Abstract
In the five years since Egypt’s January 25th revolution in 2011, a significant wave of art and literary production related to the revolution has emerged. Hassan Teleb, one of the 70's poets of Egypt, and a founding member of the IDaa'a Poetry Collective of the 1980's, published his _‘Anjiil al-Thawra waQur’aanuhaa_ (GEBO 2011) soon after the first wave of the revolution in the summer of 2011, articulating the revolutionary cry for change, the heady and temporary exultation of the revolution’s success, and the mourning of its terrible cost in lives, even as the problems and unmet demands of demonstrators soon resulted in their return to Tahrir square in the days and months that followed. As a philosophy professor in the Faculty of Arts at Helwan University, Hassan Teleb’s poetic production is deeply rooted in Arabic philosophical and literary traditions, even as his early poetic production as part of the IDaa’a Poetry Collective challenged the values of the Egyptian literary establishment at that time, to be met then by critical disdain and roadblocks to publication.

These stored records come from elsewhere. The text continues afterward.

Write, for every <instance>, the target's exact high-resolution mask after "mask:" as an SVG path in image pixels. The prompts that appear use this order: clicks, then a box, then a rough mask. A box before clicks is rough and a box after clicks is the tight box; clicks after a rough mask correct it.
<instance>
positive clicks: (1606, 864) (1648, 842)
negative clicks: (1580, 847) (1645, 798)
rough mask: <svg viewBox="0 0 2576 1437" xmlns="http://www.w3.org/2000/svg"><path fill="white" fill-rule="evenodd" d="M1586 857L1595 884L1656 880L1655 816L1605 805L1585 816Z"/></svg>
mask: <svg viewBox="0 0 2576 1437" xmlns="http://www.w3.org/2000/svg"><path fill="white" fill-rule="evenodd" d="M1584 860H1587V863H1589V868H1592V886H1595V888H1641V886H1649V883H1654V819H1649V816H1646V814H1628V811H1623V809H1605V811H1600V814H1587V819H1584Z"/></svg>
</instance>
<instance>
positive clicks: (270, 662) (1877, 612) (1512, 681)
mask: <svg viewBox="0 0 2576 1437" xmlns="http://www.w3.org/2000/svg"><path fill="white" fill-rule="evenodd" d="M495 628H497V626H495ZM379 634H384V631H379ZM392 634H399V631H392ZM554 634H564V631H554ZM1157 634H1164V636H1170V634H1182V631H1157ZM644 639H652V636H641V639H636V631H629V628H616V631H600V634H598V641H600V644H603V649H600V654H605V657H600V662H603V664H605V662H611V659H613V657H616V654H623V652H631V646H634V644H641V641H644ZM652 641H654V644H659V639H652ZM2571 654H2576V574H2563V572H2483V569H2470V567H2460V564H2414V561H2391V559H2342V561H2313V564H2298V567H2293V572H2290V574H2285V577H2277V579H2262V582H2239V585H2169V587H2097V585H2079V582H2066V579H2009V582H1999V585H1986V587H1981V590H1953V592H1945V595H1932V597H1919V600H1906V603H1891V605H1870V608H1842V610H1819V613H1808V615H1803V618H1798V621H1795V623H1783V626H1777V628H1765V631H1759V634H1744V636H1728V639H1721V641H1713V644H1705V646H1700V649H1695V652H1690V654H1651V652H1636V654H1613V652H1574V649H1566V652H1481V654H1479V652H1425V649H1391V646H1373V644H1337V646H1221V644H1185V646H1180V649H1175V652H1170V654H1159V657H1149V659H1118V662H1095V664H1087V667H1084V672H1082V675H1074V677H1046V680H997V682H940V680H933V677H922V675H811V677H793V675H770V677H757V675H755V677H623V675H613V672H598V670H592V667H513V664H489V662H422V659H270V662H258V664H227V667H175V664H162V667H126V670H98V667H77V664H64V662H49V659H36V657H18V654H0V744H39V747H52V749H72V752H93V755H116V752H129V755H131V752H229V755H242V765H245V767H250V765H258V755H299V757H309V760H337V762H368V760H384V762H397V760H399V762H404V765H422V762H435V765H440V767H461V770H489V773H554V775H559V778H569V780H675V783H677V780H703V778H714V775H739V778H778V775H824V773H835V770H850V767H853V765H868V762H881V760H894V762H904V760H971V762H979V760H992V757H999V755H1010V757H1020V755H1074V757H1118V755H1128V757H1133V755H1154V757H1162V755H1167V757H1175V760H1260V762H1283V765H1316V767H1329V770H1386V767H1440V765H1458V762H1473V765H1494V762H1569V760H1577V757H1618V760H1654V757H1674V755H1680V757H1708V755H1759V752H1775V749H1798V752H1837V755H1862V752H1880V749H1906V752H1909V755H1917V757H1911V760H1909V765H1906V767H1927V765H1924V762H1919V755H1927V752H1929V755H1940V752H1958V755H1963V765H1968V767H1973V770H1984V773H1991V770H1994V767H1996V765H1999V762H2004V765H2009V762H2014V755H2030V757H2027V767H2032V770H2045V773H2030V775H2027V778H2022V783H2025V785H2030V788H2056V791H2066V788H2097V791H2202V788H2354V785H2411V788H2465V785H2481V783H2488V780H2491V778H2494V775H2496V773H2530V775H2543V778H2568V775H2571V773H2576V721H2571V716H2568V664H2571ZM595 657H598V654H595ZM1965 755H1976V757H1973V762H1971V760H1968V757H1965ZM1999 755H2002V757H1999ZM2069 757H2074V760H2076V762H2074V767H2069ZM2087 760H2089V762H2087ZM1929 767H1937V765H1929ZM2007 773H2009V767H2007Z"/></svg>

This paper , then, proposes to examine Hassan Teleb’s diwaan _‘Anjiil al-Thawra waQur’aanuhaa_ (GEBO 2011) in the context of the arc of his works (with 15 published poetry collections), his part in the broader developments in contemporary Egyptian poetry, and in the sweep of recent history and the relationship of cultural and literary institutions with the (now changed face of the) regime. In this fashion, this paper will consider how this diwaan reflects not only Hassan Teleb’s encounter with, participation in and reflection on day to day events of the Egyptian revolution of the winter of 2011, but also the pent-up frustrations from thirty years previous, when IDaa’a and ASwaat poetry collectives vied to produce the early diwans of each collectives’ members, marking those poets as voices of their generation, which were suppressed by the literary establishment at that time. Then too, this recent volume can only be understood as the distillation of Hassan Teleb’s philosophical and spiritual perspectives on the revolutionary coming together of Egyptians into an historical wave of change, despite the cultural and religious diversity which subsequent regimes have attempted to exploit to sow division and strife. In this fifth year since the onset of the revolution of 2011, Hassan Teleb has reissued his poetic part in an undaunted revolutionary spirit, hoping to outlast the new waves of repression which confront Egyptians today.